ピクテ・マルチ・アセット・ストラテジー9月:期待は打ち砕かれた | ピクテ投信投資顧問株式会社

ピクテ・マルチ・アセット・ストラテジー9月:期待は打ち砕かれた

2019/09/24グローバル

ポイント

主要な中央銀行は、景気減速を抑えるために金融緩和策を講じていますが、足元の市場が織り込んでいるほどの積極的な金融政策が実施される公算は極めて低いと考えます。そのため、株式のアンダーウェイトを継続します。また、17兆米ドル相当のグローバル債券がマイナスの利回りとなっている状況を考えると、債券のアンダーウェイトと、キャッシュのフルオーバーウェイトを維持します。

株式市場の動揺と債券市場の上昇

8月の金融市場では、株式が売られ、債券が買われました。米中貿易摩擦の激化や、世界経済減速の兆しに対応した追加金融緩和策に、投資家が反応したためです。 グローバル株式の月間騰落率は現地通貨ベースで -2%となり、MSCI世界株価指数の年初来騰落率を+14%前半に押し下げました。債券は+2.9%上昇しました。原油価格(WTI)は、景気の先行き悪化を嫌気し、6%下落しました。一方、リスク回避志向が強まって、金価格は7%上昇し、年初来騰落率は20%に迫りました。

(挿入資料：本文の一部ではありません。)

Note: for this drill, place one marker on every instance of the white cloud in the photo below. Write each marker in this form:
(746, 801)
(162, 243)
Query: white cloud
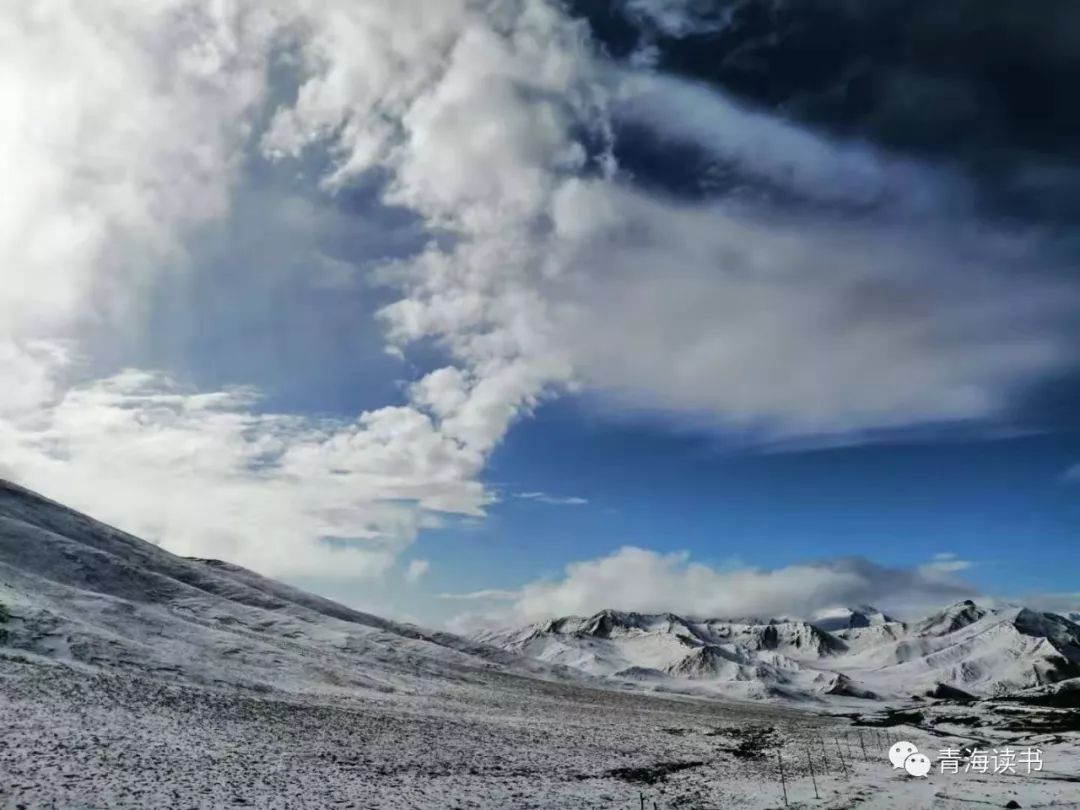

世界の株式市場は、現地通貨ベースで辛うじてプラスのリターンを維持したスイス市場を除き、全面安の展開となりました。中国の影響に左右されやすい市場、とりわけ新興国と日本は、予想通り大幅な下げを余儀なくされました。英国市場も、政局の混乱が懸念され、大幅安となりました。業種セクター別では、エネルギー、金融の両セクターが最も大きく売られ、月間騰落率は、それぞれ、-6%及び-5%となりました。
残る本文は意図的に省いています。